Conhecidas as listas dos alunos colocados nos diferentes estabelecimentos de ensino, volta a colocar-se a questão das moradas falsas entregues por alguns encarregados de educação nas escolas.
Ao deixar entrar estudantes cujas moradas não correspondem à verdade, há estabelecimentos que estarão a deixar de fora alunos que realmente residem à porta da escola. Embora o assunto tenha assumido agora maior visibilidade, o JORNAL DE LEIRIA tem vindo há muito a reportar este problema, que se coloca tanto nos estabelecimentos de ensino particular como nos de ensino público.
Alguns pais alteram moradas para colocar os filhos em escolas mais centrais e com melhor reputação. Outros lamentam que a diferenciação comece na escola, quando aí mesmo deveriam ter início os princípios da inclusão.
Duas mães de Leiria, que preferem manter o anonimato, admitem ter mentido para assegurar a entrada das filhas em escolas que não pertenciam à sua área de residência. “A minha filha pertencia à Escola Secundária Afonso Lopes Vieira, dos Marrazes, mas preferia uma das escolas do centro de Leiria. Então dei a morada de uma amiga, que mora na cidade e essa amiga foi a encarregada de educação durante todo o ano”, admite a mãe.
Diz ter agido dessa forma por várias razões: “não existe autocarro directo entre o local onde reside e a Afonso Lopes Vieira, mas existe para aquela escola; e porque no centro há acesso facilitado à biblioteca municipal”.
[LER_MAIS] Como conseguiu? Com facilidade. A amiga da mãe só precisou de entregar um comprovativo de morada na escola. Quanto à mãe, só teve de justificar por que razão a encarregada de educação não era um dos pais.
Outra mãe explica como garantiu a entrada na filha numa secundária da cidade, quando esta tinha concluído o 9.º ano em Fátima. “Para não correr o risco de entrar nos Marrazes, e como os meus sogros moram no centro de Leiria, mudaram os contadores para o nome do meu marido.”
“Esta era a escola que ela queria, para onde iam os amigos, e a que tinha o ambiente social mais indicado até de acordo com os testes psicotécnicos que tinha feito”, argumenta a mãe, que reconhece que se trata de uma escola que “está na berra”, por “uma questão de moda e de status. Há, por outro lado, quem só tenha razões para lamentar a falsificação de moradas.
Uma mãe que reside nos Capuchos lamenta que o filho não tenha conseguido entrar nem na EB1 dos Capuchos, quando “tem a escola à porta”, nem na EB1 Amarela nem na EB1 Branca. É certo que só tem 5 anos e que os mais velhos terão prioridade, admite a mãe. “Mas teria vaga se não existisse um problema nos critérios de admissão que começa logo no pré-escolar”, acredita a encarregada de educação.

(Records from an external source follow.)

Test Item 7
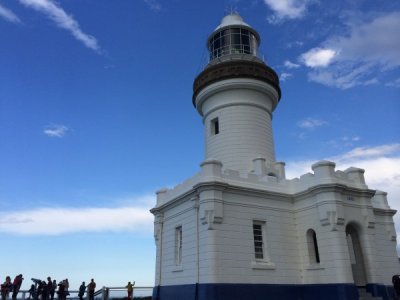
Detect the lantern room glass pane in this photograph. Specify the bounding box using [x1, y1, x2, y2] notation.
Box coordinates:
[208, 27, 259, 60]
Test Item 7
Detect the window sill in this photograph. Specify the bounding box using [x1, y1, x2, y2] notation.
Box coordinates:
[251, 260, 276, 270]
[305, 263, 324, 270]
[172, 265, 184, 272]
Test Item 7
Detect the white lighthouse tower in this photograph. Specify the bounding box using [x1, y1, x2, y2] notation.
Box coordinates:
[151, 13, 399, 300]
[193, 13, 281, 173]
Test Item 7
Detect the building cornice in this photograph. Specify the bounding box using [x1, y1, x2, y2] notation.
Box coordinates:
[151, 180, 380, 214]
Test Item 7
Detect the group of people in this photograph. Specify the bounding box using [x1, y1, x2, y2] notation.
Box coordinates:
[1, 276, 97, 300]
[28, 277, 60, 300]
[1, 275, 23, 300]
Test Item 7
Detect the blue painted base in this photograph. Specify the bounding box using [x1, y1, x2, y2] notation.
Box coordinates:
[366, 283, 394, 300]
[152, 283, 367, 300]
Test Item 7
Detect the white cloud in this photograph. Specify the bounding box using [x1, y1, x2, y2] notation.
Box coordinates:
[264, 0, 310, 23]
[363, 78, 379, 86]
[284, 60, 301, 69]
[307, 62, 375, 89]
[18, 0, 100, 52]
[280, 72, 292, 81]
[285, 143, 400, 251]
[342, 136, 360, 142]
[43, 124, 68, 138]
[386, 78, 400, 88]
[0, 195, 155, 235]
[0, 3, 22, 23]
[144, 0, 161, 11]
[286, 41, 304, 48]
[297, 118, 327, 129]
[300, 48, 337, 68]
[336, 144, 400, 161]
[301, 11, 400, 88]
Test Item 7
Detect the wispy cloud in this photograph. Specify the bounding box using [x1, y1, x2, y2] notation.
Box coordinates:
[297, 118, 328, 129]
[284, 60, 301, 69]
[264, 0, 312, 23]
[300, 11, 400, 89]
[0, 195, 154, 235]
[386, 78, 400, 88]
[43, 124, 68, 138]
[286, 41, 304, 48]
[144, 0, 161, 11]
[285, 143, 400, 250]
[335, 143, 400, 161]
[0, 3, 22, 23]
[280, 72, 292, 81]
[18, 0, 100, 52]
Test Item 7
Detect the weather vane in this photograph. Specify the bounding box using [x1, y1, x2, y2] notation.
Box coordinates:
[224, 5, 238, 16]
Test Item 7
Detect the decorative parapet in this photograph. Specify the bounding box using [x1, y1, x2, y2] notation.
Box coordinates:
[151, 159, 381, 212]
[251, 157, 286, 180]
[372, 190, 390, 209]
[200, 158, 223, 179]
[311, 160, 336, 180]
[156, 188, 169, 206]
[344, 167, 367, 187]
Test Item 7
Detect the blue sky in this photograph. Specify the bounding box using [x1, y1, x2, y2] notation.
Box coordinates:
[0, 0, 399, 291]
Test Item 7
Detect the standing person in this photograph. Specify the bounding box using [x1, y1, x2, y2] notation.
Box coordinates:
[37, 281, 44, 300]
[27, 284, 35, 300]
[125, 282, 135, 300]
[393, 275, 400, 300]
[41, 281, 48, 300]
[63, 280, 69, 298]
[1, 276, 12, 300]
[56, 281, 65, 300]
[78, 282, 85, 300]
[12, 274, 23, 300]
[87, 279, 96, 300]
[50, 280, 57, 300]
[45, 278, 52, 300]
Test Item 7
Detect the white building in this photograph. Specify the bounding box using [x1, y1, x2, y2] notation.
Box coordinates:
[151, 13, 399, 300]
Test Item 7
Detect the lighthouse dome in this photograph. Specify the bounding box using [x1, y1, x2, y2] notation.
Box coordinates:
[214, 13, 251, 30]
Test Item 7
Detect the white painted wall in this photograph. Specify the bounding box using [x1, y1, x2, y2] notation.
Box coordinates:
[152, 159, 399, 287]
[194, 78, 279, 173]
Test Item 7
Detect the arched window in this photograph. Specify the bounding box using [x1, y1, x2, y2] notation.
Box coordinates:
[307, 229, 320, 264]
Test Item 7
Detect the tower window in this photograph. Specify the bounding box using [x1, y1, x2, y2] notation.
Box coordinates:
[211, 118, 219, 135]
[307, 229, 320, 264]
[175, 226, 182, 265]
[253, 221, 266, 260]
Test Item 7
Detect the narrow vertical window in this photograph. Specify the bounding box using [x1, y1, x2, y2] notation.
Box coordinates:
[253, 221, 265, 260]
[211, 118, 219, 135]
[307, 229, 320, 264]
[313, 231, 320, 263]
[175, 226, 182, 265]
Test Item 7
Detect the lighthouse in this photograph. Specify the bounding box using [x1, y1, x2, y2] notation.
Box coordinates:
[151, 13, 399, 300]
[193, 13, 281, 173]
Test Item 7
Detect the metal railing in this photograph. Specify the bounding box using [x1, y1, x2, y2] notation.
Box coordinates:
[13, 286, 153, 300]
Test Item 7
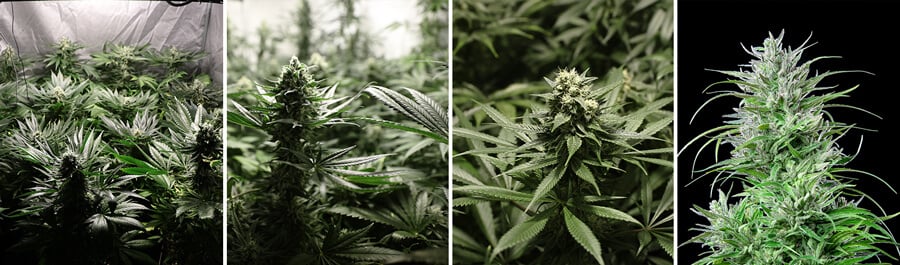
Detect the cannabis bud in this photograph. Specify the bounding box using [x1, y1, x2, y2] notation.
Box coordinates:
[276, 57, 318, 96]
[59, 153, 81, 177]
[60, 38, 72, 49]
[548, 69, 602, 118]
[540, 68, 611, 138]
[273, 57, 321, 130]
[52, 86, 66, 102]
[194, 124, 221, 158]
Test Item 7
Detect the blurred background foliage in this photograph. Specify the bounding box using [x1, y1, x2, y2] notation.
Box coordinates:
[226, 0, 449, 264]
[452, 0, 673, 264]
[453, 0, 672, 94]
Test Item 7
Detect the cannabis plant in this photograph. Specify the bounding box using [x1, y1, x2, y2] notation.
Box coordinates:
[685, 32, 899, 264]
[0, 38, 221, 264]
[43, 38, 86, 79]
[229, 59, 339, 263]
[9, 126, 152, 264]
[149, 47, 204, 74]
[454, 68, 673, 264]
[227, 1, 449, 263]
[228, 56, 448, 264]
[453, 0, 672, 263]
[16, 72, 95, 121]
[91, 43, 152, 90]
[1, 47, 17, 83]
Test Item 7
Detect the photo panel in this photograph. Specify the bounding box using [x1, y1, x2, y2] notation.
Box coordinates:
[677, 0, 900, 263]
[452, 1, 674, 264]
[0, 1, 224, 264]
[225, 0, 449, 264]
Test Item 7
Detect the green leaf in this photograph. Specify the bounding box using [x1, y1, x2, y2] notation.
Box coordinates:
[343, 176, 395, 186]
[146, 174, 175, 190]
[526, 167, 562, 211]
[476, 35, 499, 57]
[624, 97, 672, 131]
[565, 136, 582, 167]
[354, 117, 448, 144]
[115, 154, 153, 169]
[124, 239, 154, 249]
[574, 163, 600, 195]
[654, 232, 674, 257]
[320, 145, 358, 164]
[328, 168, 411, 177]
[115, 154, 167, 175]
[327, 206, 404, 230]
[551, 113, 570, 132]
[364, 85, 448, 138]
[229, 100, 262, 127]
[402, 87, 448, 135]
[492, 214, 549, 257]
[622, 147, 672, 155]
[563, 207, 605, 265]
[453, 166, 484, 185]
[474, 202, 497, 246]
[455, 127, 515, 147]
[632, 156, 673, 168]
[455, 185, 534, 202]
[88, 214, 109, 233]
[640, 115, 673, 137]
[637, 230, 652, 254]
[579, 205, 641, 225]
[333, 246, 402, 262]
[477, 102, 516, 127]
[323, 154, 390, 167]
[326, 223, 372, 251]
[453, 197, 491, 208]
[106, 216, 144, 229]
[504, 157, 556, 176]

Esta mãe sabe de “pais que vão à repartição dizer que perderam cartões de cidadão para fazer novos, com morada falsa; mães que alugam apartamento numa área onde não residem para apresentar comprovativos de morada na escola; pais que preferem atrasar o percurso escolar dos filhos e mantê-los mais tempo no pré-escolar até garantirem vaga em determinada escola”.
Numa sociedade “que se quer diversificada e cosmopolita”, “a inclusão é só nos livros?”, “a escola promove a diferenciação?”, “as escolas não são todas iguais?”, questiona a mãe, que pede fiscalização. Até ao fecho de edição não foi possível ouvir o Ministério da Educação.
Difícil fiscalização
O director da Escola Secundária Afonso Lopes Vieira, Pedro Biscaia, considera que em Leiria não há elitização de secundárias, porque nos três estabelecimentos não se repetem cursos. O problema talvez se coloque em ciclos de ensino anteriores, motivado pela questão do transporte dos alunos, admite o professor.
Da direcção do Agrupamento de Escolas D. Dinis, Rodrigo Pereira rejeita que haja escolas de elite, mas antes “escolas centrais, de qualidade”, que tornam o agrupamento “muito solicitado”.
Quanto a moradas falsas,“acreditamos na boa fé e nos documentos que nos entregam”, explica o professor, notando que a norma é pedir facturas de contratos de água ou electricidade.
José Cunha, presidente da União das Freguesias de Leiria, Pousos, Barreira e Cortes, diz que, para efeitos escolares, a norma é emitir atestado de residência com base nos dados do cartão de cidadão. “As pessoas até poderão ir ao registo mudar as moradas só para poderem ter os alunos nalguma escola, mas isso já é entrar em incumprimento e isso não nos compete a nós fiscalizar”, salienta o autarca.